Diventato più grande non dormii più nella stanza dei miei genitori, ma in quella dove era l’ufficio di mio padre, avendo potuto trasferirlo in una stanza a pianterreno. In quella stanza potevo chiudermi dentro, sulla porta avevo messo un cartello con scritto: «Beata solitudo, sola beatitudo». Mio padre mi aveva comperato un bel letto bianco e un armadio anche bianco, avevo voluto anche una sedia del tipo Raffaello, ed egli accontentandomi sorrise al mio estro. Avevo il mio tavolo, avevo una chitarra che invano cercai di imparare a suonare e dalla finestra vedevo un’altra di fronte, dove una ragazza stava sempre intenta a stirare, ma rispondeva ai mici baci che le mandavo per l’aria. Quella stanza tutta per me era diventata come un guanto aderente alla mia mano, riceveva il mio calore ed essa dava a me il suo. Da ultimo v’erano le scale, che di primavera venivano lavate, come per una cerimonia purificatrice, e allora si spalancava del tutto la porta d’ingresso. Salivo quelle scale sempre saltando a più gradini e nel ritornare da scuola, dopo gli esami superati, gridavo a mia madre il buon esito ottenuto.

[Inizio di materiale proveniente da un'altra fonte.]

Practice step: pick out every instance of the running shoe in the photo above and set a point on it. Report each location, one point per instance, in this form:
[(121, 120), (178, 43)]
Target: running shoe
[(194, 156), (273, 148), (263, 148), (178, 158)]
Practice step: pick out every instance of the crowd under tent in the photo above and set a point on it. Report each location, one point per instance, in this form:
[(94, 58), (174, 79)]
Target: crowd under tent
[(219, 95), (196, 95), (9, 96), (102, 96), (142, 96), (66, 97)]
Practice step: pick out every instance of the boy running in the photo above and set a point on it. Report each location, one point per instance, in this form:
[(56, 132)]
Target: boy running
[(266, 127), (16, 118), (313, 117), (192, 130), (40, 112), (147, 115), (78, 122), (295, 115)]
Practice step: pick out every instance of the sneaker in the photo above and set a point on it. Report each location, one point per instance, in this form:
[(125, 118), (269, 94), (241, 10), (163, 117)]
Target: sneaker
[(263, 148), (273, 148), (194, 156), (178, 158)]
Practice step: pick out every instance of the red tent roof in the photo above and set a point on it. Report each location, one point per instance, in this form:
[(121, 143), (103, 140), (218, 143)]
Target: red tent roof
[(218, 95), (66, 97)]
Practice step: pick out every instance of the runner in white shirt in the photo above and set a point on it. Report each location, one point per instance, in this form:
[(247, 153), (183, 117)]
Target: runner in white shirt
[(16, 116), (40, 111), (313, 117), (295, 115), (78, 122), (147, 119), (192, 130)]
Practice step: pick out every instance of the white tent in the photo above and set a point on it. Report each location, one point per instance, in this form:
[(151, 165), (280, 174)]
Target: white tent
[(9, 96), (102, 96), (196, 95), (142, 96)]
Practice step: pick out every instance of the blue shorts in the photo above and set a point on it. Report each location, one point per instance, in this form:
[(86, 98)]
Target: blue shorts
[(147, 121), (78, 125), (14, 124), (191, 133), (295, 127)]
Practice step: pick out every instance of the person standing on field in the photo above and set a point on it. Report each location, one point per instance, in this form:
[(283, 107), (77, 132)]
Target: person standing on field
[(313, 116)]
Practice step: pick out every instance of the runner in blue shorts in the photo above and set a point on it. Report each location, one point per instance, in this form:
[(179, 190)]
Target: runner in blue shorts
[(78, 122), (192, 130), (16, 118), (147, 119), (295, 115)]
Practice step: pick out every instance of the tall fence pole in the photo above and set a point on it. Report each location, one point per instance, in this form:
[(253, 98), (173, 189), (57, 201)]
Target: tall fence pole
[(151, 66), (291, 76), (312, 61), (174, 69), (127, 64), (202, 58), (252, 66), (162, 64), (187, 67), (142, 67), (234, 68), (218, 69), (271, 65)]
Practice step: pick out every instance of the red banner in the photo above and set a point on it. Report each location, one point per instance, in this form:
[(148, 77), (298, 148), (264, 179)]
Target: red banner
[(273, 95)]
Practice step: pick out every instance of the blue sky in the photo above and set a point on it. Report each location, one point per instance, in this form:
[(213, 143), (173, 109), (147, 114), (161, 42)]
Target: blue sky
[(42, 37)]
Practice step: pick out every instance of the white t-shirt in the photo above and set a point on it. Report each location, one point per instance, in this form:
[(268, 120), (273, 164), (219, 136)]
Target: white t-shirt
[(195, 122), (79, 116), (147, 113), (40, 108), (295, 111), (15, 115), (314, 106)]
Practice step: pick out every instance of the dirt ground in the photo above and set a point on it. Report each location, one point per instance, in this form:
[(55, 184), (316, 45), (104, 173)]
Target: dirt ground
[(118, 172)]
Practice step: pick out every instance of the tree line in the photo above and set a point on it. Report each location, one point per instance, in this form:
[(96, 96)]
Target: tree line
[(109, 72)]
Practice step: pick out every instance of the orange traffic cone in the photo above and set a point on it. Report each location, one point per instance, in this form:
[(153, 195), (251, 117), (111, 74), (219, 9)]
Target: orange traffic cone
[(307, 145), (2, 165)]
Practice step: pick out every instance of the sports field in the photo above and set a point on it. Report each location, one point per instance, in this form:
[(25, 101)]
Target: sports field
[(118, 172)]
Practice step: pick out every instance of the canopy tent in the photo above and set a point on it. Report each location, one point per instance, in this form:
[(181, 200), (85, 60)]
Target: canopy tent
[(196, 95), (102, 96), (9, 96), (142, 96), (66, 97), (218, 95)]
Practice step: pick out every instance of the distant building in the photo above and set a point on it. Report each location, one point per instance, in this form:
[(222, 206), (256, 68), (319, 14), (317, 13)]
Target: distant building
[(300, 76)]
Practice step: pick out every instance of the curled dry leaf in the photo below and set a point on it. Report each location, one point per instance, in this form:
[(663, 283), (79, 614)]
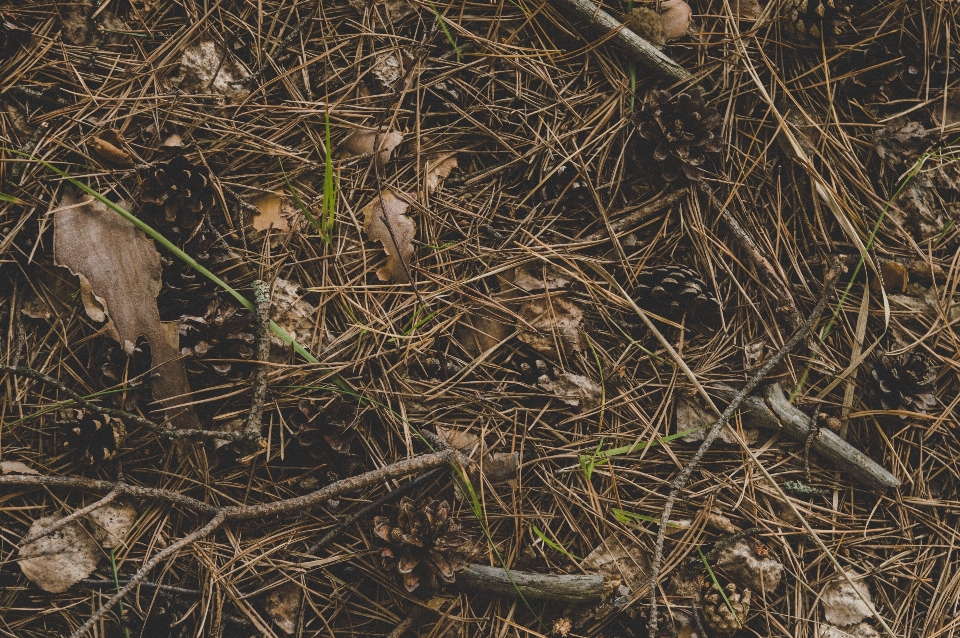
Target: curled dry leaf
[(572, 389), (58, 561), (275, 212), (282, 605), (119, 271), (110, 147), (555, 322), (360, 142), (16, 467), (395, 231), (111, 523), (206, 67)]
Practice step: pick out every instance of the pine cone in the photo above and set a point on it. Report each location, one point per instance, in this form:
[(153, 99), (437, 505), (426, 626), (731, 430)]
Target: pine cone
[(810, 21), (96, 436), (674, 291), (177, 193), (327, 421), (424, 544), (682, 131), (905, 381), (13, 35), (717, 615)]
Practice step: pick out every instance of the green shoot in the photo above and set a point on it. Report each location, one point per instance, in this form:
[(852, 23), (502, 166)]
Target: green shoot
[(552, 544)]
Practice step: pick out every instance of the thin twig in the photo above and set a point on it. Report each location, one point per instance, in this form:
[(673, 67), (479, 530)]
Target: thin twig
[(684, 476)]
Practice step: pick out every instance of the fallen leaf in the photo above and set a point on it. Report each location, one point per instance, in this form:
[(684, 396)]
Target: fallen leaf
[(274, 211), (58, 561), (119, 271), (752, 564), (204, 68), (394, 230), (292, 313), (572, 389), (438, 170), (676, 16), (109, 146), (283, 605), (555, 322), (360, 142), (16, 467), (841, 604), (111, 523)]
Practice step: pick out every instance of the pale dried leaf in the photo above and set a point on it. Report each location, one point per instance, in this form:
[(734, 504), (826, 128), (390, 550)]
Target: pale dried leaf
[(58, 561), (204, 68), (16, 467), (275, 211), (119, 271), (676, 15), (109, 146), (572, 389), (841, 604), (555, 322), (394, 230), (360, 142), (438, 170), (283, 605), (111, 523)]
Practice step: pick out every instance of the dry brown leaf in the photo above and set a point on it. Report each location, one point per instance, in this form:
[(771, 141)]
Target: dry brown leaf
[(275, 211), (58, 561), (394, 230), (111, 523), (555, 322), (119, 271), (438, 170), (676, 15), (205, 67), (109, 146), (360, 142), (572, 389), (283, 605), (16, 467)]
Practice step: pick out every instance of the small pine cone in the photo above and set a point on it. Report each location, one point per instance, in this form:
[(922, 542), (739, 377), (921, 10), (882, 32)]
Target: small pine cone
[(717, 615), (13, 35), (96, 436), (326, 421), (682, 131), (812, 21), (905, 381), (177, 193), (424, 545), (674, 291)]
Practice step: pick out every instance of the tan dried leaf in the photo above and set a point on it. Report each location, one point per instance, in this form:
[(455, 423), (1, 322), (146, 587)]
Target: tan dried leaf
[(119, 271), (16, 467), (58, 561), (110, 147), (572, 389), (555, 322), (111, 523), (275, 211), (395, 231), (282, 605), (438, 170), (360, 142)]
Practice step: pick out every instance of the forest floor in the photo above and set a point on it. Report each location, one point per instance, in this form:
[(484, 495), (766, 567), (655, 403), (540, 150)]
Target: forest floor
[(515, 271)]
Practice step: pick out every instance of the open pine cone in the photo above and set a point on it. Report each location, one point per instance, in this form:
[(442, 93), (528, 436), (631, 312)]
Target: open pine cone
[(177, 193), (717, 615), (681, 129), (424, 545), (905, 381), (674, 291)]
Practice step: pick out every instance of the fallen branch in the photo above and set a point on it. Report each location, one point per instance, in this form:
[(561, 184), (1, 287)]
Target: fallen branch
[(772, 410)]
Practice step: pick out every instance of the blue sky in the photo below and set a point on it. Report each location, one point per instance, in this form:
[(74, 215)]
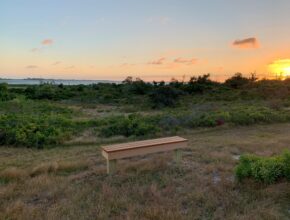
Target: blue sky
[(150, 39)]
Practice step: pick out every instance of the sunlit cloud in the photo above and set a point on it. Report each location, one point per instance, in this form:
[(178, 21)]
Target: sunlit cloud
[(56, 63), (159, 61), (163, 20), (47, 42), (31, 67), (126, 65), (185, 61), (70, 67), (35, 50), (248, 43), (280, 67)]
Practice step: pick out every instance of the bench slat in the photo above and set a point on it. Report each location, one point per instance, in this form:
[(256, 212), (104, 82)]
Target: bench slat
[(141, 144)]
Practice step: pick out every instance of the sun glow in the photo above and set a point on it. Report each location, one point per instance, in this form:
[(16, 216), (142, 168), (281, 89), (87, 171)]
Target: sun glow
[(280, 68)]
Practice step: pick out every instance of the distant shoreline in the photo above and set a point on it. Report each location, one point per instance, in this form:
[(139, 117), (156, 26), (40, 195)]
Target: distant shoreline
[(37, 81)]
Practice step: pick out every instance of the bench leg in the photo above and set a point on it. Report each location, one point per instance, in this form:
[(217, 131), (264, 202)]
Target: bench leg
[(178, 155), (111, 166)]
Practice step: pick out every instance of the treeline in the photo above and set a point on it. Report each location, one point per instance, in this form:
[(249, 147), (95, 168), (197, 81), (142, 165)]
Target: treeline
[(157, 94)]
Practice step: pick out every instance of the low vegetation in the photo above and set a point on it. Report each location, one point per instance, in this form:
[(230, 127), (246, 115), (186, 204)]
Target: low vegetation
[(67, 178), (48, 115), (266, 170)]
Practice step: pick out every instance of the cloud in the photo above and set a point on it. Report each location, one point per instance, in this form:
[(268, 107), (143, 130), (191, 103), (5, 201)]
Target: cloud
[(159, 61), (248, 43), (56, 63), (31, 67), (47, 42), (185, 61), (162, 20), (70, 67), (35, 50)]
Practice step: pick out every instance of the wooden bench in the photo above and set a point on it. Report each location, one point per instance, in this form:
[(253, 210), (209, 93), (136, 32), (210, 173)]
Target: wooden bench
[(119, 151)]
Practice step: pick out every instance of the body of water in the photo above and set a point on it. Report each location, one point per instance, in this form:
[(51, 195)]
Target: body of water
[(53, 81)]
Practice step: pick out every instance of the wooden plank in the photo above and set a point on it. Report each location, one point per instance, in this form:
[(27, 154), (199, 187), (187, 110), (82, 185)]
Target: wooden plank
[(111, 166), (144, 150), (142, 144)]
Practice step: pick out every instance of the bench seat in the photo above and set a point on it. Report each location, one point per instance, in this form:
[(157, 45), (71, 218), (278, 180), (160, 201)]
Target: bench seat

Così era la mia casa, con le voci di noi tutti, coi nostri momenti felici e con quelli tristi, col risuono dei passi, col variare dei raggi del sole attraverso le finestre, col suo fondersi a me, più che al corpo, alla mia anima crescente. Così si arrivò fino al tempo della prima guerra e io dovetti lasciarla per andare soldato. La mia giovinezza e gli avvenimenti di guerra mi distrassero da ogni rimpianto, se venivo qualche volta in licenza la gioia di ritrovarla era solo per potere dormire nel mio buon letto e nella mia stanza. Ma nell’ottobre del 1917, mentre ero nell’Alto Isonzo, una notte mi sognai che dopo una grande marcia ero giunto alla mia città, le cui porte delle mura di cinta erano chiuse e per entrare dovetti valicarle arrampicandomi tra gli arbusti e arrivato alla mia casa anche questa porta era chiusa e non fu possibile entrare. Stranamente il sogno si avverò un mese dopo, quando con la battaglia di Caporetto, mi ritirai fino alla mia città: le porte erano vigilate dai carabinieri e quella della mia casa, chiusa, perchè i miei genitori erano scappati. Per entrarvi dovetti penetrare nel giardino, fare scardinare un’imposta e allora fui dentro in quelle stanze fatte lugubri e deserte. In cucina trovai la tavola ancora apparecchiata per l’ultima cena prima che i miei se ne fuggissero, coi piatti lasciati sporchi. La guerra mi aveva inselvatichito e non mi lasciai prendere dai sentimenti, ma trovato provviste di viveri, fatte da mio padre in previsione di carestia, con altri ufficiali, quasi ogni sera vi si facevano allegri banchetti e aprivamo le bottiglie della mia cantina facendo saltare il collo con la baionetta. La città fu bombardata, ritornando a visitarla dal fronte scrissi ai miei genitori: — Ho trovato la casa con i seguenti vetri rotti: quelli del corridoio tutti e i telai pure divelti, quelli della sala d’entrata, quella della lastra della porta del tinello che mette nel giardinetto, e qualche altro qua e là, per il resto nessun danno. Le bombe sono cadute anche nella piazza, ma senza esplodere.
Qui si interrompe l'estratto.